The irony surrounding Charles I and Oliver Cromwell cracks me up. It’s almost as funny to me as King Henry the 8th. I love that we have memes to express the humor of history (among many other subjects). 🙂
If you have some older tech-savvy students, maybe you could assign them a project of creating their own humorous history meme based on something they learned this week!
Religion/ Math/ Language Arts
Get started on a new fun pack this week, featuring Saint Margaret Mary Alacoque.
- Print the triangle banner for the 9th commandment this week and add it to your garland!
- Get out of your chair this week with some math exercises! Use your body bending at the hips to form the three different types of angles. Sit strait up with your back against the wall to be a right angle, bend towards your feet to become acute, lean back to be obtuse!

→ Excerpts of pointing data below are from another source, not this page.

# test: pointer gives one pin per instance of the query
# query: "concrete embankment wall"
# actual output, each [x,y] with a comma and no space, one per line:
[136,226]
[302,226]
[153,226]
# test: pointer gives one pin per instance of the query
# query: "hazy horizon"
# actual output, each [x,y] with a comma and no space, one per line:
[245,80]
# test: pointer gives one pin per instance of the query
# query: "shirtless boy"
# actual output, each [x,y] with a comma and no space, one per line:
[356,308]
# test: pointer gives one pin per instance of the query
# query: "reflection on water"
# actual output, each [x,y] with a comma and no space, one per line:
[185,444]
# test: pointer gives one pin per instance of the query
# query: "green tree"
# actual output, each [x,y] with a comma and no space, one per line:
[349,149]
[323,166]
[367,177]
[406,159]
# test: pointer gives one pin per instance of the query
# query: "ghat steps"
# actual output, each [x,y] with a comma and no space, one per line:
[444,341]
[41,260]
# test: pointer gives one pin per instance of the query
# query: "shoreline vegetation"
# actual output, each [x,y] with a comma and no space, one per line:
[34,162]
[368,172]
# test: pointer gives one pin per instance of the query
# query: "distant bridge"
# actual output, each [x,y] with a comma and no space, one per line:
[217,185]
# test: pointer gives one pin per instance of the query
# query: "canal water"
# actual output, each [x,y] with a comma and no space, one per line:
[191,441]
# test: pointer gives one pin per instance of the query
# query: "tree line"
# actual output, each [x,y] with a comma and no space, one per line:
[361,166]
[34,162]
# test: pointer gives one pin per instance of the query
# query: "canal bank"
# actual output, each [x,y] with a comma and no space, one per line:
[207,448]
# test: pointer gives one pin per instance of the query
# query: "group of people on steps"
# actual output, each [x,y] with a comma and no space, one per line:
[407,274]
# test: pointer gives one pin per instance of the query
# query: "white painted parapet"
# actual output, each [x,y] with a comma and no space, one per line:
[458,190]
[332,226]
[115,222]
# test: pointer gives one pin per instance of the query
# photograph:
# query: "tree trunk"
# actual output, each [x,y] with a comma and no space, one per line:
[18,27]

- It may not be cold enough for you to have snow yet, but you can practice your angles with DeceptivelyEducational’s post about angles in snowflakes. I think this looks pretty fun!
- Here is a free preposition worksheet to print!
- Play Hide-and-go-seek this week and talk about all the prepositions! Have your students write at least one sentence describing where they hid and underline the preposition: Emma hid under the table. John hid behind the curtain. Brian hid inside the toy chest.
- You can always check out my ideas from Y1W10 and Y2W10 since Language Arts reviews the same 8 parts of speech every year!
- If you don’t have any of these Musician books by Opal Wheeler, you should consider adding them to your collection. He has several that fit in with the various tours of CSH, including one on Mozart: Mozart, The Wonder Boy.
- Learn about Rembrandt with this 4minute video. It gives a brief bio and shows many of his famous art pieces.
- Here are the flashcards for this week’s Classical Roots!
- I don’t know that Monty Python meant their music to be used for homeschooling, but their song about Oliver Cromwell is quite funny and informative. Watch it and decide if you think your students would appreciate it.
- Here is a 2minute biography about Oliver Cromwell. It’s a lot of information, told really fast.
- Do you have a St. Vincent de Paul society at your local parish (or one nearby)? Find out when they meet, and ask the person in charge if your students can talk/meet with them. Have your students learn what your local society has done in the past and has planned for the future. If your students are old enough, encourage them to get involved and help out!
- St. Vincent de Paul was known for reaching out to the poor. If you have wanted to see if your students would be helpful in a soup kitchen or shelter- this would be a good week to try it out. Find out where you can volunteer in your city to help those less fortunate. Make sure you document the activity- you can pull the pictures out later this year when you talk about Works of Mercy!
- If your students are too young for soup kitchens and shelters, consider assembling some blessing bags to hand out when you drive by or pass someone who may be in need. I like the idea of doing this as a gift to Jesus at Christmas, but you can make these anytime of the year.
- As you teach about the Taj Mahal this week, use the coloring pages at Activity Village! They have an easy one for younger kids and and more detailed one for older kids.
- Or if you’re more ambitious make a paper model of the Taj Mahal with this printable. (I’d use cardstock)
- This short video shows several pictures of the North American Martyrs and is only 2 min long. You can also listen to this 1.5min sound clip which is a pretty good and concise description of the North American Martyrs.
- A great book for learning more about Saint Isaac Joques aimed at the grammar aged student is Saint Isaac and the Indians by Milton Lomask. These martyrs experienced some really terrible torture, which is not described in lots of detail since this book is aimed for younger students. It does describe some of what they went through, but be aware that the real deaths of these martyrs were far more gruesome than this book relays (which I think is fine for a book aimed at children).
- Cape town was settled by the Dutch as a good in-between for ships to restock and rest on-route to India for trading. Discuss this week what settling this area might have been like. What would your students do first if they had to settle a new land? Build shelter, grow food, meet the indigenous people?
- This week, we start learning about South America! Get started on your South America Lapbook!
- Find the South American features on your World Map and label them with dry erase markers.
- Look up information about some of the features and fill out a Geography Brochure Printable about your favorite place!
- Here’s a great youtube video about the types of mountains with animations on how they were formed and examples of each type. It fits perfectly with this week’s science!
- Here is link to a cute ‘experiment’ you can try where you make mountains out of graham crackers and whipped cream.
- If you don’t want to do the above experiment, just have fun making mountain themed food this week. You could make some sugar cookies that look like mountains (just use a triangle cookie cutter), or make a mountain range from strawberries, make shepard’s pie with a mountain of mashed potatoes on top… really you can make any food mountain-themed. To go above and beyond, make these amazing cookies!
- If you live near mountains, take a field trip! Go for a hike and learn about the mountains closest to you. Do some research and learn how your mountains were made, how old they are, where they are etc. Write a report, take some pictures, or draw some illustrations of your mountains.
- Find some famous mountains on your world map this week. Label them and add their height. What is the tallest mountain in the world? Which is the tallest volcanic mountain?